One essential part of the plan was to replace the current trivalent oral poliovirus vaccine with a bivalent vaccine containing only virus types 1 and 3. Oral poliovirus vaccine has been the major vaccine used in the eradication program because it is easy to administer, can passively immunize persons who do receive the vaccine directly, is relatively inexpensive, and induces greater intestinal immunity than that conferred by inactivated poliovirus vaccine. This superior intestinal immunity should be more effective in decreasing transmission, since in the developing world most poliovirus is thought to be spread by the fecal–oral route. However, on rare occasions, oral poliovirus vaccine has been known to cause paralysis, either as a result of vaccine-associated paralytic polio or by means of circulating vaccine-derived polioviruses that have acquired some properties of wild viruses.3,9 Removing type 2 oral poliovirus vaccine should reduce vaccine-associated paralytic polio and cases of circulating vaccine-derived poliovirus infection by about 40% and more than 95%, respectively.3,9
A further benefit of the bivalent oral poliovirus vaccine (as compared with the trivalent vaccine) is that it would enhance immunogenicity against types 1 and 3 poliovirus.10 To maintain population immunity to the type 2 virus and to reduce the risk of outbreaks of type 2 if it were reintroduced (e.g., through a break in laboratory containment), the administration of at least one dose of inactivated poliovirus is recommended in routine immunization.11
The estimated cost of the 2013–2018 GPEI strategic plan is approximately $5.5 billion.2 This is clearly a substantial investment, but the failure to achieve global eradication would cost far more. Mathematical models suggest that abandoning the program before eradication is achieved would result in a massive resurgence of poliomyelitis, with approximately 200,000 cases of paralysis annually.12 In addition to the huge financial burden this would impose — particularly in countries in the developing world — the human costs of a resurgence of poliomyelitis are incalculable.

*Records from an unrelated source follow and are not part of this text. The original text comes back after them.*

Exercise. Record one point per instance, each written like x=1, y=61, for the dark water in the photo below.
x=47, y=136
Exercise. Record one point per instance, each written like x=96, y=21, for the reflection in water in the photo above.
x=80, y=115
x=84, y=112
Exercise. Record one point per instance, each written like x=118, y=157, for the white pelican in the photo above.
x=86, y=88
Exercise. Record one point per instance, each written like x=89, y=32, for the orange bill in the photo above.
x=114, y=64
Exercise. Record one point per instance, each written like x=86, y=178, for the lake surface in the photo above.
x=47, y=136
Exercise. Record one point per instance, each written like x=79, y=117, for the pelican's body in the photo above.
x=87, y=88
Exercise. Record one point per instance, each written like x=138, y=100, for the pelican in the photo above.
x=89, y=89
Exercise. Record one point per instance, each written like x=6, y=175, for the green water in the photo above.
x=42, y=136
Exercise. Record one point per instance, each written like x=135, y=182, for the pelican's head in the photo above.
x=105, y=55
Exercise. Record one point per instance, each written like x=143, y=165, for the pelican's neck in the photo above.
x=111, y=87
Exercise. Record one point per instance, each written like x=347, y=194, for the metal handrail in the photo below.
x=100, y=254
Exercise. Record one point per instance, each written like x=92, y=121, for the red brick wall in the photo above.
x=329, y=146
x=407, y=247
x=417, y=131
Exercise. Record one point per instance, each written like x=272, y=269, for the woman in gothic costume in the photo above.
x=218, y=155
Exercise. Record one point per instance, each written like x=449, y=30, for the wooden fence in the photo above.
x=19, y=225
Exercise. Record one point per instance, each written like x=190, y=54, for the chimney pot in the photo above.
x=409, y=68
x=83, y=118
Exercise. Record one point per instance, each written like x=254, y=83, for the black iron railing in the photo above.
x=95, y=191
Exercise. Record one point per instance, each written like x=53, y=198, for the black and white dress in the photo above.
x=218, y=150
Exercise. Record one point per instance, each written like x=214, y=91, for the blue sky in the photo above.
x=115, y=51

The history of successful eradication efforts over more than two decades has proven that we can finish the job. The real lesson of the outbreak in China is that if we do not, any country is vulnerable to reimportation of poliomyelitis. Without question, the best defense against poliovirus is a good offense that eliminates the virus from the remaining reservoirs and truly eradicates the disease.